Nur das Bestehen gegen Arela Drewani war eine ganz schöne Herausforderung bzw. erfordert einiges an Glück.
Dieser Text ist die Ausführung eines einzigen Gedankens mit meiner Meinung nach viel zu vielen Wörtern. Was die Rhetorik angeht, hast du dich hier ordentlich ausgetobt, vor allem was die rhetorischen Fragen, die Nutzung von Personalpronomen und Wiederholungen angeht, was auf mich eher schwächlich wirkt.
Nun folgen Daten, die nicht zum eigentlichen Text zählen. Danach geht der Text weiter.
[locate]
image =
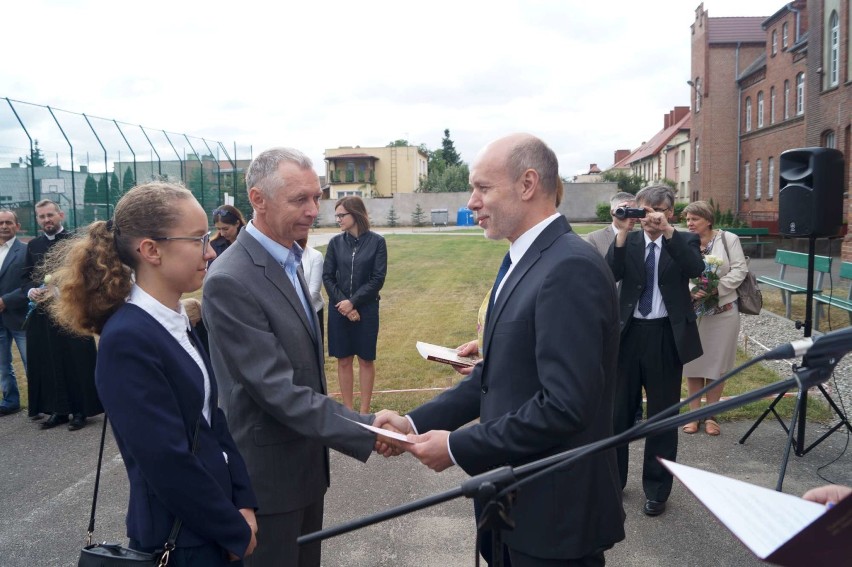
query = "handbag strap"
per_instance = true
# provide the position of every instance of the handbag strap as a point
(170, 544)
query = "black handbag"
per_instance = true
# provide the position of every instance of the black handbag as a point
(116, 555)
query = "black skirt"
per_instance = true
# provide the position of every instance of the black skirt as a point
(354, 338)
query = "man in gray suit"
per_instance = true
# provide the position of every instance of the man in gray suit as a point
(13, 309)
(268, 359)
(603, 238)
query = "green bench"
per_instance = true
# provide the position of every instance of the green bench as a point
(746, 234)
(838, 302)
(786, 258)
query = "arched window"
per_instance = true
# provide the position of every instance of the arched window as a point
(747, 174)
(770, 179)
(786, 100)
(800, 94)
(748, 114)
(833, 49)
(697, 155)
(758, 179)
(772, 105)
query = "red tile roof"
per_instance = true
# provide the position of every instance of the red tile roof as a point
(733, 30)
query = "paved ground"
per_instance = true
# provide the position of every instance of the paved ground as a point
(47, 479)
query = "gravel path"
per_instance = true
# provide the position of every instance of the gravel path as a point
(768, 330)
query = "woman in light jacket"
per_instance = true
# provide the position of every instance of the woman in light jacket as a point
(718, 324)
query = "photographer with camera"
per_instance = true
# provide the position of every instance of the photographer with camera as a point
(659, 333)
(602, 239)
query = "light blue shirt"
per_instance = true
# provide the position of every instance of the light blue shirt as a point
(290, 259)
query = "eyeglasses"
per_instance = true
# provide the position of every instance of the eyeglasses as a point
(204, 239)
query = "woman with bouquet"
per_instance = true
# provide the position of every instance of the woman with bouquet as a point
(714, 295)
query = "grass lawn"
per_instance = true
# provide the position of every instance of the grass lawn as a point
(434, 288)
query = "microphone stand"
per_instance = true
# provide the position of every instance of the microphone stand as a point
(498, 485)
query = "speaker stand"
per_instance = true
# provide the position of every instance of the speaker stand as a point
(798, 421)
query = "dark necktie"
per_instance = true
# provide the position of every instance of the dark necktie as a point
(647, 297)
(501, 273)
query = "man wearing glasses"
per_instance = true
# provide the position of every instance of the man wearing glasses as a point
(659, 333)
(60, 366)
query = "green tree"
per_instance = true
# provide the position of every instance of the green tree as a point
(626, 182)
(128, 181)
(418, 217)
(448, 150)
(393, 218)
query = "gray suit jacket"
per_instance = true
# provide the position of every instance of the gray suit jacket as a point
(601, 239)
(272, 386)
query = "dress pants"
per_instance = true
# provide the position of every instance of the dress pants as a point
(648, 358)
(276, 538)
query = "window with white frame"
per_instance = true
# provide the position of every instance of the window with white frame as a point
(800, 94)
(833, 49)
(748, 114)
(772, 105)
(758, 179)
(770, 179)
(697, 155)
(746, 175)
(786, 99)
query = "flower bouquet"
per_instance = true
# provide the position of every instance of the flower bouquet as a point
(708, 282)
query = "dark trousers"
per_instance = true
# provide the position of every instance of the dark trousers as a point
(209, 555)
(648, 359)
(523, 560)
(276, 538)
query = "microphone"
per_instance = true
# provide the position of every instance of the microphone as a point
(822, 349)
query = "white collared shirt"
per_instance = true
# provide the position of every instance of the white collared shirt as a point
(4, 249)
(658, 307)
(521, 244)
(177, 324)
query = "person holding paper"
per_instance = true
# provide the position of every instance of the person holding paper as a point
(546, 382)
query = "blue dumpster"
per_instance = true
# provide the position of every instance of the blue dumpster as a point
(464, 217)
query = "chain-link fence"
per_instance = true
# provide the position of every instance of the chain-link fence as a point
(86, 163)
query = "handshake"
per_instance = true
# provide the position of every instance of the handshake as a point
(432, 448)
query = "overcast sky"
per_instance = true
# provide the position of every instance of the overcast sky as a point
(589, 77)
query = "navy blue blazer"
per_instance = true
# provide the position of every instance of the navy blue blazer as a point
(546, 385)
(153, 392)
(13, 296)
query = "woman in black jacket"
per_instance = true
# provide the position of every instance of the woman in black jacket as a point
(355, 266)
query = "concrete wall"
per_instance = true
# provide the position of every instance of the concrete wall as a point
(579, 204)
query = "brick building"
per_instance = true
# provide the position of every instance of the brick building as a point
(762, 86)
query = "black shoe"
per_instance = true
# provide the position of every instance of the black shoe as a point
(54, 420)
(78, 421)
(654, 508)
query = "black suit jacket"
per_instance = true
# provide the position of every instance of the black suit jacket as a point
(680, 260)
(546, 385)
(13, 296)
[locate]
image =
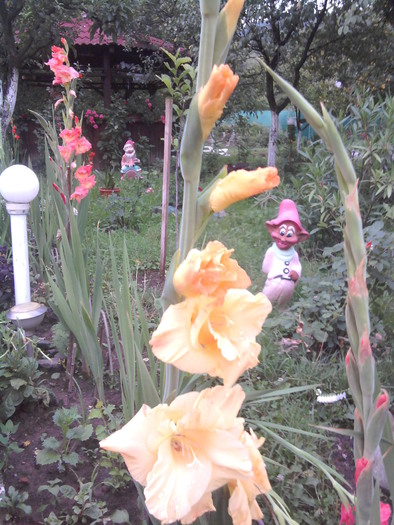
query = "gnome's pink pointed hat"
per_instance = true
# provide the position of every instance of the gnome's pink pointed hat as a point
(288, 213)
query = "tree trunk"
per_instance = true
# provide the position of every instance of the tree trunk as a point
(8, 92)
(273, 139)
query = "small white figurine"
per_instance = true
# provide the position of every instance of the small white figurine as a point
(281, 262)
(129, 167)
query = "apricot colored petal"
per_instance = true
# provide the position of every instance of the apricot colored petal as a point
(131, 441)
(176, 483)
(205, 504)
(241, 184)
(238, 507)
(175, 340)
(209, 272)
(214, 95)
(229, 457)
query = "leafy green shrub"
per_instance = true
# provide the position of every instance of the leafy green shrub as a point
(8, 446)
(19, 374)
(367, 133)
(62, 451)
(14, 504)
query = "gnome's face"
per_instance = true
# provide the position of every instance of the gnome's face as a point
(285, 235)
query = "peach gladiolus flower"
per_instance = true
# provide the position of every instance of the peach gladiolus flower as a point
(83, 171)
(64, 74)
(199, 335)
(241, 184)
(70, 135)
(79, 193)
(66, 151)
(214, 95)
(209, 272)
(243, 507)
(183, 451)
(82, 145)
(232, 10)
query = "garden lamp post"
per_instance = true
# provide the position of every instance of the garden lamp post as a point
(19, 186)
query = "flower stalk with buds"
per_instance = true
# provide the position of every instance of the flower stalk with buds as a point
(372, 402)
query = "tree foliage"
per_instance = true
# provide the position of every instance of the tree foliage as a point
(27, 29)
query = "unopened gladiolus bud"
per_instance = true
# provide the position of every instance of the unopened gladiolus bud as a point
(357, 285)
(359, 435)
(353, 379)
(241, 184)
(227, 22)
(347, 515)
(361, 464)
(366, 365)
(383, 399)
(375, 424)
(214, 95)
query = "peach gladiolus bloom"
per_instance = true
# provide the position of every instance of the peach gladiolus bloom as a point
(82, 145)
(241, 184)
(201, 335)
(214, 95)
(232, 10)
(183, 451)
(243, 507)
(209, 272)
(83, 171)
(70, 135)
(64, 74)
(80, 193)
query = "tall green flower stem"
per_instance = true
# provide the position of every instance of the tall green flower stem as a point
(191, 158)
(371, 428)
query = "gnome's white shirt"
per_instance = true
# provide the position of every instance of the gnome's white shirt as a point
(278, 264)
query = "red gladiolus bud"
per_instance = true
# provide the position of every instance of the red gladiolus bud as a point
(382, 399)
(361, 463)
(365, 351)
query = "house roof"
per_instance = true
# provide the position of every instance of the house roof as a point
(81, 30)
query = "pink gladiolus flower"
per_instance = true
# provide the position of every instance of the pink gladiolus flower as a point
(79, 193)
(66, 151)
(88, 182)
(201, 335)
(183, 451)
(83, 172)
(82, 146)
(385, 513)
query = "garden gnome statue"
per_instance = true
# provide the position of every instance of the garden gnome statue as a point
(281, 262)
(130, 168)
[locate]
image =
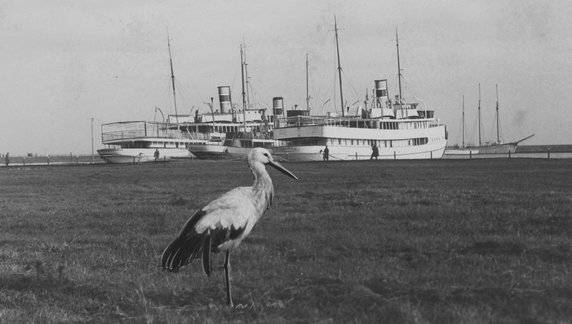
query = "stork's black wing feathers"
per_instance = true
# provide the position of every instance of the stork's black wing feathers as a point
(186, 247)
(190, 245)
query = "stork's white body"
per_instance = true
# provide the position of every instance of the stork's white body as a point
(226, 221)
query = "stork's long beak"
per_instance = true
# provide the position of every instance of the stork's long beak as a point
(282, 169)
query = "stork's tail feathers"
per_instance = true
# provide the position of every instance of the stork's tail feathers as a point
(181, 252)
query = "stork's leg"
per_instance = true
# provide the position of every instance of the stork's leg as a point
(226, 274)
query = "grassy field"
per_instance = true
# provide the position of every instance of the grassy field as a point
(440, 241)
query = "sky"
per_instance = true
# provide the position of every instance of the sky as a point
(68, 65)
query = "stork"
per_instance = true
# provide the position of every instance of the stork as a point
(226, 221)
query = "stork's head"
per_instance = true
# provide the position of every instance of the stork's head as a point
(263, 156)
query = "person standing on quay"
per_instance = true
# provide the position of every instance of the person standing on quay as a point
(374, 152)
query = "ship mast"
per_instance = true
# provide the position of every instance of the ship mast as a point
(398, 64)
(479, 114)
(339, 66)
(497, 110)
(463, 118)
(307, 86)
(172, 78)
(242, 70)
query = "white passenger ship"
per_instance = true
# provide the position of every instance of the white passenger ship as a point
(399, 131)
(394, 130)
(231, 132)
(143, 141)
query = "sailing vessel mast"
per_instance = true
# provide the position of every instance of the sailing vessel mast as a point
(398, 64)
(497, 111)
(479, 114)
(172, 78)
(339, 66)
(463, 118)
(307, 87)
(242, 70)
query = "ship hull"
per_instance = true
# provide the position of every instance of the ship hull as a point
(315, 153)
(347, 143)
(142, 155)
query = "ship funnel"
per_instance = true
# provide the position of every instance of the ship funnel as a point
(224, 99)
(381, 95)
(278, 106)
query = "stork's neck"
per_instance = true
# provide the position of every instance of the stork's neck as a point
(262, 186)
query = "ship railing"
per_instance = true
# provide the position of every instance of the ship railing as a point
(355, 122)
(138, 130)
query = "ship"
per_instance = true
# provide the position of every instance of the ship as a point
(231, 132)
(497, 147)
(381, 129)
(143, 141)
(146, 141)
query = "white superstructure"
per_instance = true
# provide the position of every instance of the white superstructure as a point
(398, 131)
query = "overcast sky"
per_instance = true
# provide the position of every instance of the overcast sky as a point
(68, 61)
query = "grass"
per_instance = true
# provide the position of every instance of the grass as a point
(442, 241)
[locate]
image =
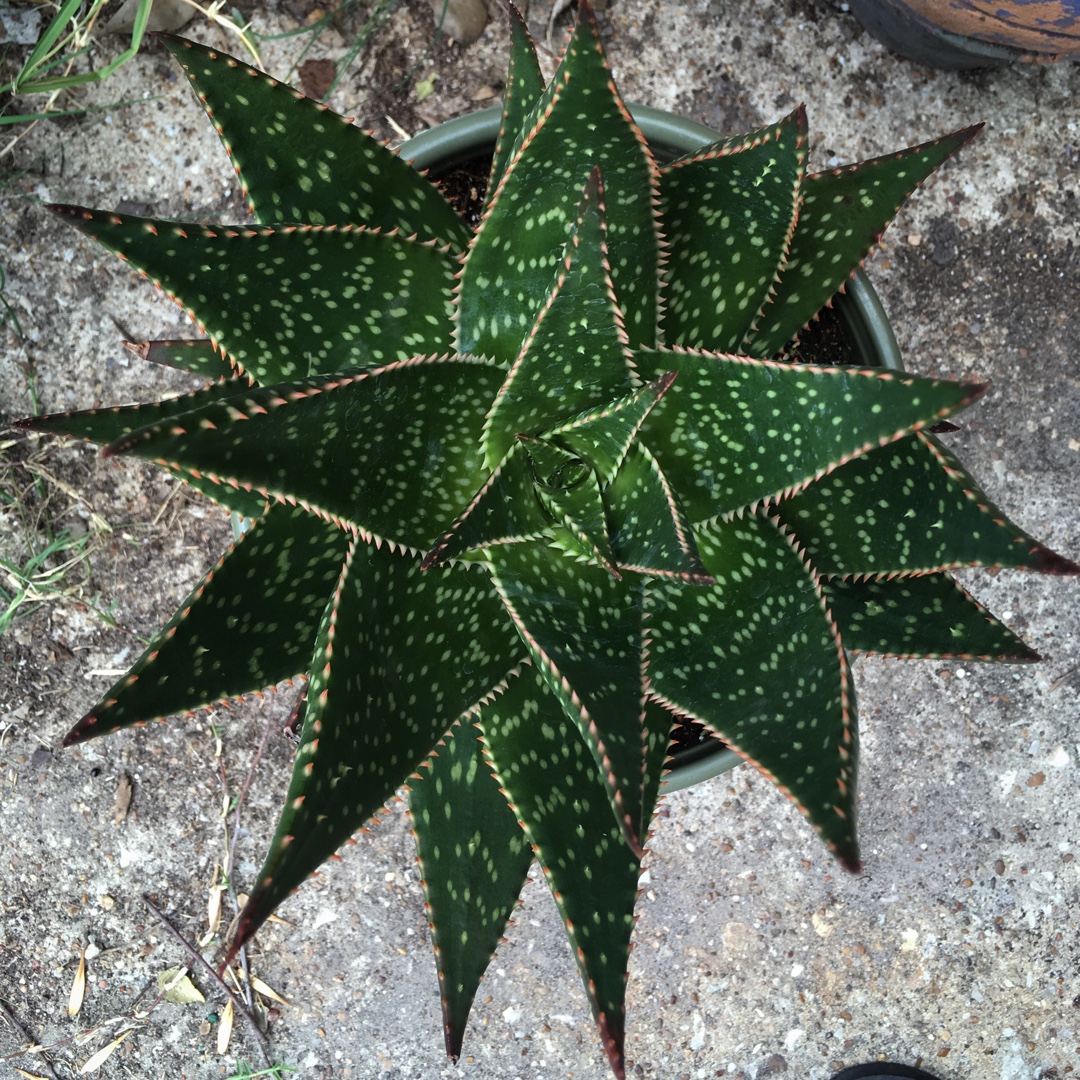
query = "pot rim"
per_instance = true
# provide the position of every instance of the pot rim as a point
(462, 138)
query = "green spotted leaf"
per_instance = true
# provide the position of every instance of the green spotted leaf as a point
(649, 530)
(383, 688)
(930, 616)
(299, 163)
(512, 262)
(550, 775)
(333, 444)
(250, 623)
(733, 431)
(575, 358)
(474, 858)
(841, 216)
(908, 508)
(729, 212)
(756, 659)
(583, 630)
(254, 291)
(524, 90)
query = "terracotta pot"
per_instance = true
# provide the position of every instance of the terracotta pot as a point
(473, 136)
(969, 34)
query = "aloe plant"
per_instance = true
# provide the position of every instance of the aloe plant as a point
(524, 498)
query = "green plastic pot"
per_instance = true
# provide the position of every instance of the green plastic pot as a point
(474, 136)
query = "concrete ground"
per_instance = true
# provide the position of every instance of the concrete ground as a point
(756, 956)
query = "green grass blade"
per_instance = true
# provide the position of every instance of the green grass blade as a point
(401, 655)
(919, 511)
(550, 775)
(757, 660)
(474, 859)
(299, 163)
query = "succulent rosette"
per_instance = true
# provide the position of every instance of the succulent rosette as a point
(524, 497)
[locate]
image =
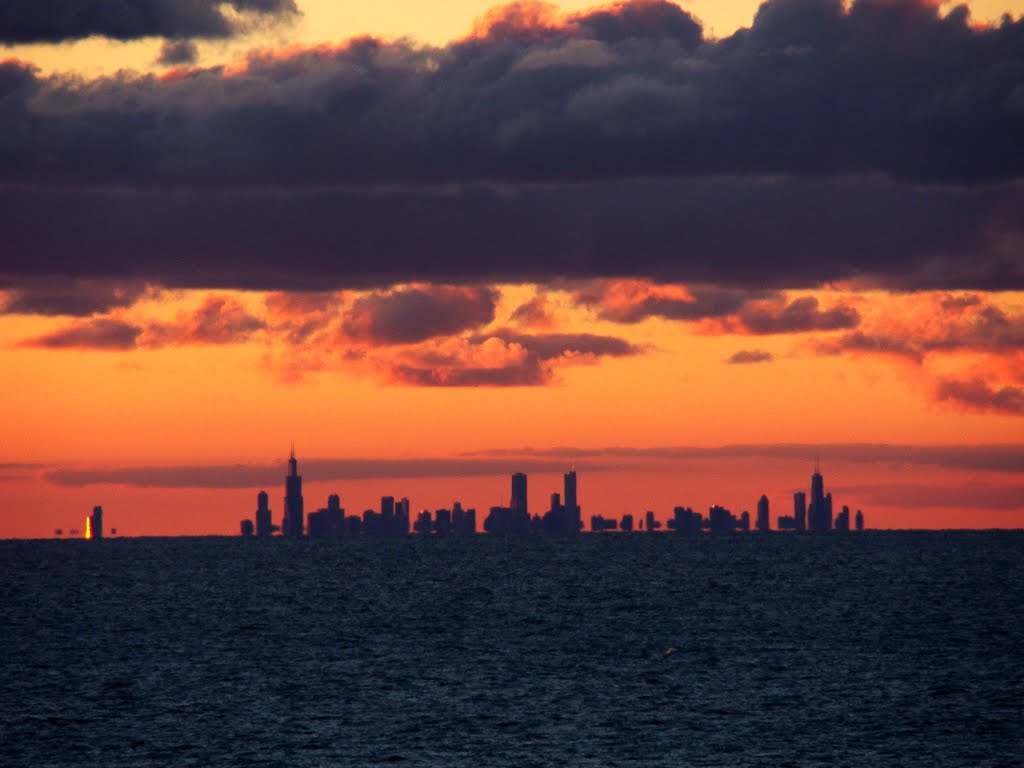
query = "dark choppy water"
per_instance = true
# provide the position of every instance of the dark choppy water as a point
(880, 649)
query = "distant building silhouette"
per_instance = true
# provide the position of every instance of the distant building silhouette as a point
(294, 523)
(328, 522)
(442, 521)
(571, 503)
(463, 521)
(94, 523)
(799, 511)
(505, 520)
(843, 519)
(816, 513)
(721, 520)
(401, 521)
(264, 518)
(684, 520)
(518, 499)
(763, 523)
(423, 523)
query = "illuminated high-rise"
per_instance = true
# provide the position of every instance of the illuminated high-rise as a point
(94, 523)
(762, 519)
(518, 502)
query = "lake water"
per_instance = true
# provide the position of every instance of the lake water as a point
(871, 649)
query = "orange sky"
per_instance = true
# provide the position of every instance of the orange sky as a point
(218, 377)
(197, 403)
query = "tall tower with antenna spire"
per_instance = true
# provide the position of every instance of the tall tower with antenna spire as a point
(294, 522)
(817, 514)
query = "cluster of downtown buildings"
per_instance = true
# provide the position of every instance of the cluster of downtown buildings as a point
(563, 516)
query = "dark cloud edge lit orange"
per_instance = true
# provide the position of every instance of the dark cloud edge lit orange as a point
(812, 146)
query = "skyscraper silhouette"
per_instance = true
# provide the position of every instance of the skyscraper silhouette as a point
(294, 522)
(571, 506)
(264, 518)
(94, 523)
(518, 501)
(817, 511)
(800, 510)
(762, 521)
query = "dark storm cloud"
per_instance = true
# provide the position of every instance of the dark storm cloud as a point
(745, 232)
(800, 315)
(56, 20)
(513, 359)
(886, 87)
(95, 333)
(701, 302)
(174, 52)
(976, 394)
(966, 324)
(744, 356)
(617, 143)
(54, 296)
(414, 314)
(217, 321)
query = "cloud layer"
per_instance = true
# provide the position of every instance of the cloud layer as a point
(57, 20)
(878, 143)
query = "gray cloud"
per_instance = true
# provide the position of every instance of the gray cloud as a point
(95, 333)
(57, 20)
(176, 52)
(742, 232)
(55, 296)
(800, 315)
(217, 321)
(977, 394)
(414, 314)
(810, 89)
(622, 143)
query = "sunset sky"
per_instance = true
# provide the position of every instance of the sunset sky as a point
(688, 248)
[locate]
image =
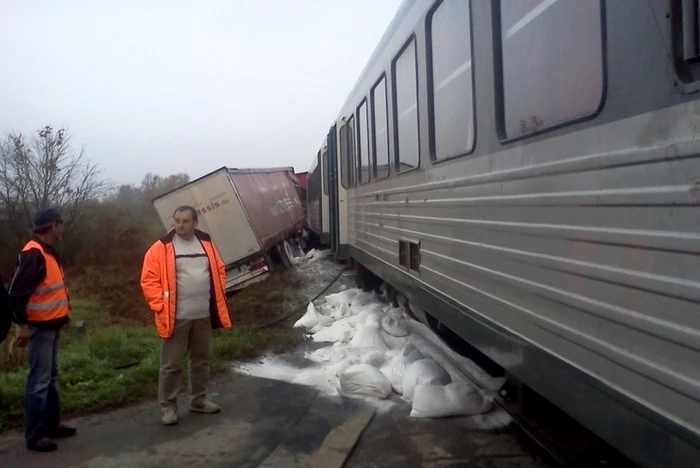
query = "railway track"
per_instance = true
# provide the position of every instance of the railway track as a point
(554, 436)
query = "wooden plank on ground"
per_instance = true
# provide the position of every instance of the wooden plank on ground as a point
(340, 441)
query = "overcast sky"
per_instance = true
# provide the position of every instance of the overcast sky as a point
(185, 86)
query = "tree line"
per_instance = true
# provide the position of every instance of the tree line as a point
(110, 225)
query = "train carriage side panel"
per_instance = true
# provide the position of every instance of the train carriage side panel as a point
(551, 221)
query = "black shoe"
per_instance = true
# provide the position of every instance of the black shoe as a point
(62, 431)
(42, 445)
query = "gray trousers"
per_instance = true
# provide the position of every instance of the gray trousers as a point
(193, 336)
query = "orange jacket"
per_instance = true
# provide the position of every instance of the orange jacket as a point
(159, 283)
(49, 301)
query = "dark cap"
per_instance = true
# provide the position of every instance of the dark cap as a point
(46, 217)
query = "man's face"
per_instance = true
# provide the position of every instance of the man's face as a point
(58, 230)
(184, 224)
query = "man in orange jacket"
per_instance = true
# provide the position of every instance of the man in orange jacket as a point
(184, 281)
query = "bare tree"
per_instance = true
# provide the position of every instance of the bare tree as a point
(44, 172)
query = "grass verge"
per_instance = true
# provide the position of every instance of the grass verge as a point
(88, 381)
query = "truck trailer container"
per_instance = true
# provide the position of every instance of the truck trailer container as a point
(247, 212)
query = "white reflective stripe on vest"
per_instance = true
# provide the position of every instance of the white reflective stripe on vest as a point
(47, 305)
(49, 288)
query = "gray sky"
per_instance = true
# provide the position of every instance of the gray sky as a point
(171, 86)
Anstatt dass dieser Gedanke, dass das Internet gleichzeitig verbindet, dafür aber auf anonyme Art und Weise für drastische und was das Individuum angeht eher negative Veränderung der sozialen Struktur sorgt, weiter ausgeführt wird, verwendest du hier sehr spezifische Beispiele, die aber dennoch blass bleiben und deswegen auch keine Zugkraft haben, zumindest nicht bei einer breiten Zielgruppe. Vor allem Jugendliche ab zwölf Jahren könnte es aber durchaus interessieren.
Man sieht, wo du mit dem Text hinwillst und das ist schon mal ein guter Ansatz und da es ein alter Text ist, nehme ich an, du wirst dich in der Hinsicht gut entwickelt haben.